Comedy series Harry Hill's TV Burp has been reprimanded by the media regulator for repeating graphic scenes from a survival show at a Saturday tea time.
Ofcom said Harry Hill's clips were "inappropriately scheduled"
Ofcom has upheld 44 complaints against a March edition of the ITV show, which takes a cheeky look at the week's TV.
It ran clips of adventurer Bear Grylls biting the head off a frog and apparently cooking a turtle alive.
Channel TV, which approved TV Burp for ITV, said it had "taken care" to ensure the show was suitable for transmission.
But Ofcom said the choice of clips required more "careful consideration".
The clips were taken from Channel 4 series Born Survivor, in which Grylls claimed to cope alone in some of the world's most extreme environments.
Bear Grylls has faced accusations of faking scenes in his show
Channel TV argued that the two shows were broadcast at similar times and Hill's sense of humour and show format were "well established" with the audience.
It also said the turtle was not alive when it was roasted, but some viewers may have got that impression because Hill did not show it being killed.
But due to the number of children in the audience, Ofcom said the clips were "inappropriately scheduled".
Meanwhile, images have emerged from the Bear Grylls programme that show a crew member dressed in a bear suit.

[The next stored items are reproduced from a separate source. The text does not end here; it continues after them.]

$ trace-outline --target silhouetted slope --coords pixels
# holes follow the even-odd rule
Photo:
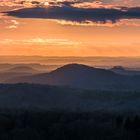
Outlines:
[[[111,68],[110,70],[112,71],[125,71],[125,68],[122,66],[114,66],[113,68]]]

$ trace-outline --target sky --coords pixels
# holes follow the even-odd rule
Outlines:
[[[140,56],[139,0],[0,0],[0,55]]]

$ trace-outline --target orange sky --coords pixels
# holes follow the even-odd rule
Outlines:
[[[140,56],[140,20],[81,24],[1,16],[0,55]]]

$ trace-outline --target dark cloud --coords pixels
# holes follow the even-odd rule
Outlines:
[[[6,12],[9,16],[16,16],[20,18],[47,18],[47,19],[58,19],[75,22],[101,22],[106,23],[111,21],[115,23],[120,19],[139,19],[140,18],[140,7],[134,8],[77,8],[67,6],[62,7],[52,6],[49,8],[24,8],[15,11]]]

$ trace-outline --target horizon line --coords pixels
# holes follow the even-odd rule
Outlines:
[[[140,56],[47,56],[47,55],[0,55],[0,57],[81,57],[81,58],[140,58]]]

The Discovery Channel, which aired the show in the US under the name Man vs Wild, said the costume was hired "as a prank" by the crew and no footage of the bear costume was broadcast.
A statement from the network said: "The pranks that were filmed were just that, they were never intended for air, nor did they make the final cut."
Last week, it was reported that Discovery said it would ensure the survival show was "100% transparent" in future after conceding parts could have misled viewers.
That came after claims that the explorer spent nights in hotels rather than in the wild, and that some scenes were set up for him.
Discovery said some elements of the show were "not natural to the environment" and crew had received some assistance mainly for "health and safety concerns".